No pior dos cenários, metade da humanidade poderá ser seriamente afectada pela pandemia (os de meia idade e os idosos) para que a outra sobreviva. Assim nascerá um mundo novo, um pouco ao jeito de Aldous Axley, só com os mais capazes, os alfas e os betas do seu magnífico livro Admirável Mundo Novo. Ainda que a pandemia seja vencida - restando saber os termos dessa vitória e os respectivos custos (se apenas com ciência médica e farmacêutica, se com holocausto humano) perante o apenas microscopicamente visível, fácil e rapidamente disseminável - filósofos, economistas, sociólogos, cientistas políticos, antropólogos e outros pensadores sociais concordam sobre a irreversibilidade das mudanças, comportamentos, efeitos e consequências da Covid-19. Muita da organização social e económica do anterior ao novo coronavírus se vai perder ou alterar e o que vai ficar vai ser apenas História.
Pode, na verdade, estar-se no limiar de uma Nova Ordem Mundial com uma probabilidade maior de acontecer do que a que se atribuiu à Nova Ordem Económica Internacional dos anos 80 e do tempo de Nasser, Shuarto e outros dirigentes terceiro-mundistas que almejavam, no dealbar das independências dos seus países, a construção de modelos e regimes económicos, se não socialistas, pelo menos menos capitalistas e mais sociais. Igualmente uma mudança na natureza das relações económicas, comerciais e financeiras internacionais, com menos exploração do Terceiro Mundo pelos países mais ricos e desenvolvidos.
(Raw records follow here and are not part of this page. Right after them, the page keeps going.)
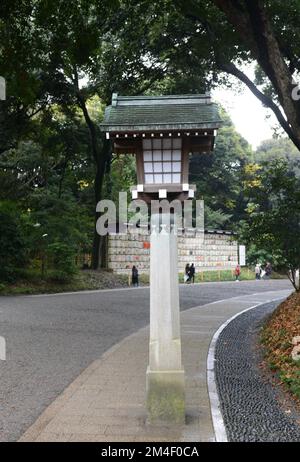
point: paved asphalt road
(51, 339)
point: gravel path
(250, 405)
(51, 339)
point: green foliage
(62, 258)
(273, 223)
(13, 250)
(219, 175)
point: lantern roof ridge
(149, 100)
(164, 112)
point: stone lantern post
(162, 132)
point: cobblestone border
(249, 405)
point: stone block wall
(211, 251)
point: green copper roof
(140, 113)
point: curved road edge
(217, 418)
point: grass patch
(276, 339)
(31, 282)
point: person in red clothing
(237, 272)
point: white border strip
(217, 418)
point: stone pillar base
(165, 397)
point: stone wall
(213, 250)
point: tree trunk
(101, 153)
(251, 21)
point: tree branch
(230, 68)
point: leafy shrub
(62, 258)
(13, 249)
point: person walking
(135, 276)
(257, 271)
(268, 270)
(192, 273)
(237, 273)
(186, 272)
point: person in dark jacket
(192, 273)
(135, 276)
(187, 273)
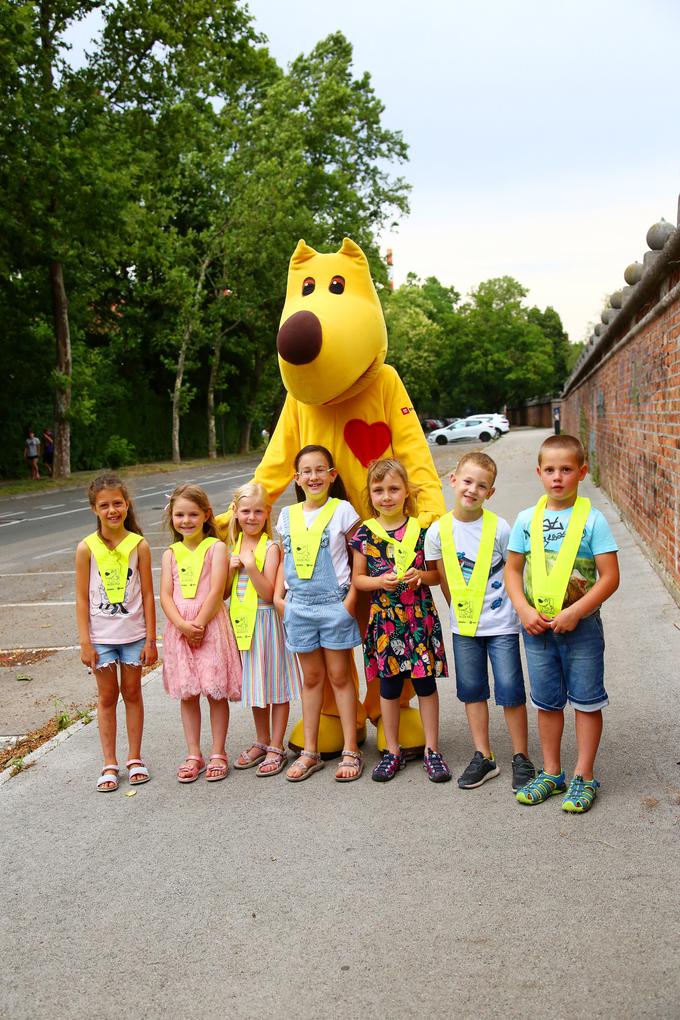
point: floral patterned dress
(404, 633)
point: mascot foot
(330, 736)
(411, 733)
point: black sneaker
(479, 770)
(523, 771)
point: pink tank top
(116, 624)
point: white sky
(542, 136)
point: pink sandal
(194, 769)
(222, 769)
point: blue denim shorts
(568, 667)
(470, 656)
(309, 624)
(126, 655)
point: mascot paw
(411, 733)
(330, 736)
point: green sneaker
(541, 787)
(580, 795)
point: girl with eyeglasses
(314, 600)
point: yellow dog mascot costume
(331, 348)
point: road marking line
(55, 552)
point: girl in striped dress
(270, 673)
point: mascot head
(331, 340)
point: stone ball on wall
(633, 273)
(659, 234)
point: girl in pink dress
(200, 655)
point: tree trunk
(214, 368)
(62, 392)
(181, 359)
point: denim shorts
(310, 624)
(126, 655)
(470, 656)
(568, 667)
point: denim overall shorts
(314, 615)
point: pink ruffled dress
(213, 667)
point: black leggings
(391, 686)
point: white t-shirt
(498, 613)
(344, 518)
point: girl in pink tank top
(116, 621)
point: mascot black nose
(299, 340)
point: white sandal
(107, 777)
(140, 769)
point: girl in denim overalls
(312, 595)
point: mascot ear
(302, 253)
(353, 250)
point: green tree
(506, 358)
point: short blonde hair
(377, 470)
(252, 490)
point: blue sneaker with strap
(435, 766)
(580, 795)
(388, 766)
(541, 787)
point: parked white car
(499, 421)
(466, 428)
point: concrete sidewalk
(252, 899)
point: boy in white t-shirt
(487, 629)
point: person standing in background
(32, 453)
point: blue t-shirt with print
(597, 539)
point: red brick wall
(628, 417)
Economistas como Arghiri Emmanuel chegaram, mesmo, a falar num proletariado explorador, referindo-se aos benefícios das classes trabalhadoras dos países mais desenvolvidos nas suas relações comerciais com os países menos estruturados. O que não foi possível pelas negociações, argumentações e o deslocamento geográfico de alguns centros de produção, agora um simples vírus parece estar na iminência de o conseguir. Paradoxal? Talvez, mas sem deixar de se pensar que a natureza tem os seus mecanismos de reacção a agressões e a saturação do ambiente às excessivas emissões de carbono pode ter levado ao aparecimento deste vírus ao provocar, como tentativa de debelação da multiplicação dos casos infeciosos, ao confinamento social e à obrigatoriedade de permanência em casa.
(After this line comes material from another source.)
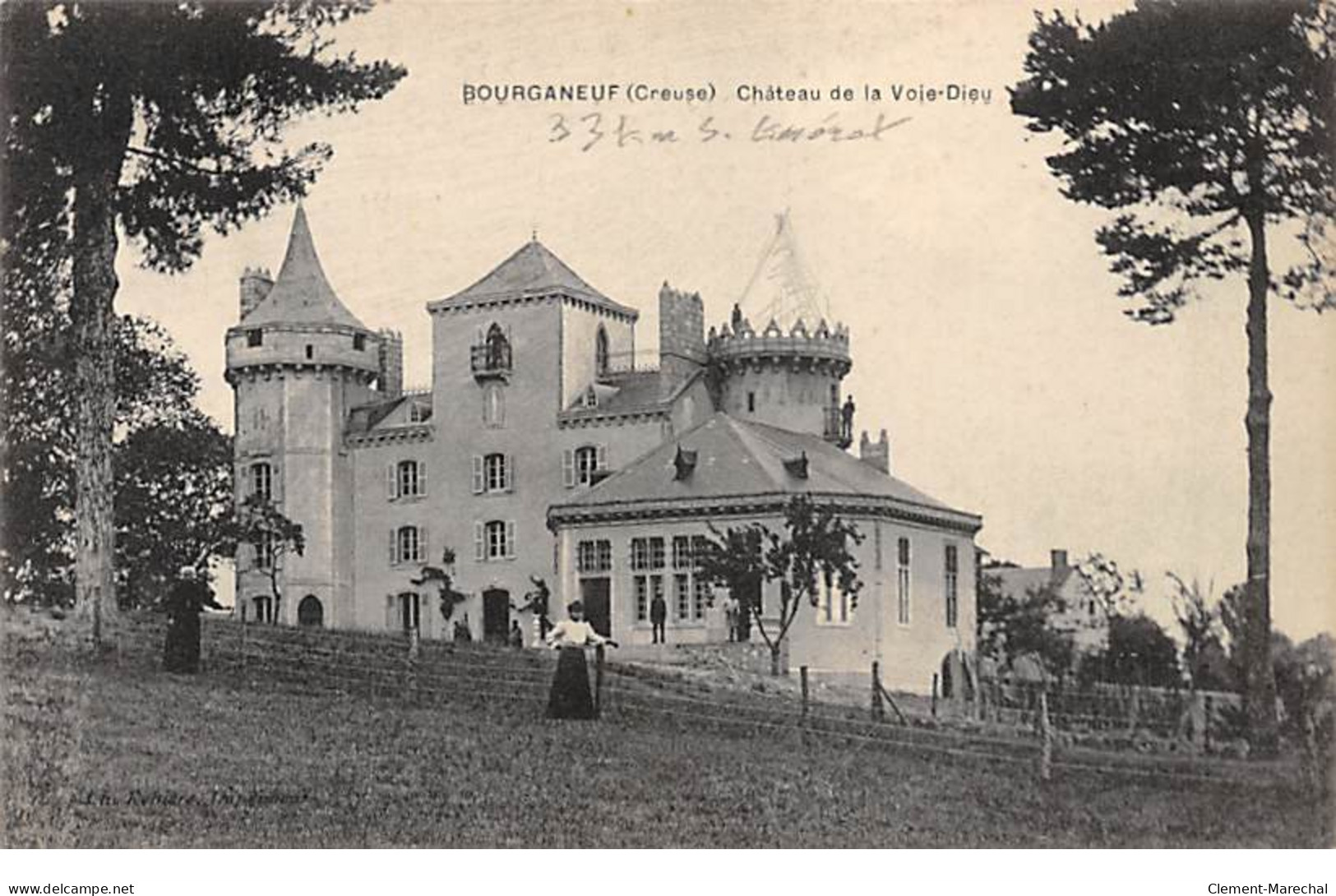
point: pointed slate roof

Que aspectos podem sustentar esta teoria da emergência de uma Nova Ordem Mundial? Não sei se o mais importante não se vai passar ao nível da reestruturação do sistema produtivo global, com a confirmação do deslocamento de importantes centros de decisão económica e política para a Ásia. Poderá ser o reavivar do confronto entre o "soft power" (China e associados) e o "hard power", simbolizado pelos Estados Unidos e agravado pela desastrosa administração trumpista? A China (contra tudo do que possa ser acusada) aparentemente já saiu da crise sanitária e está a colocar-se na dianteira da recuperação da sua economia, ganhando vantagem na corrida contra os EUA e a União Europeia.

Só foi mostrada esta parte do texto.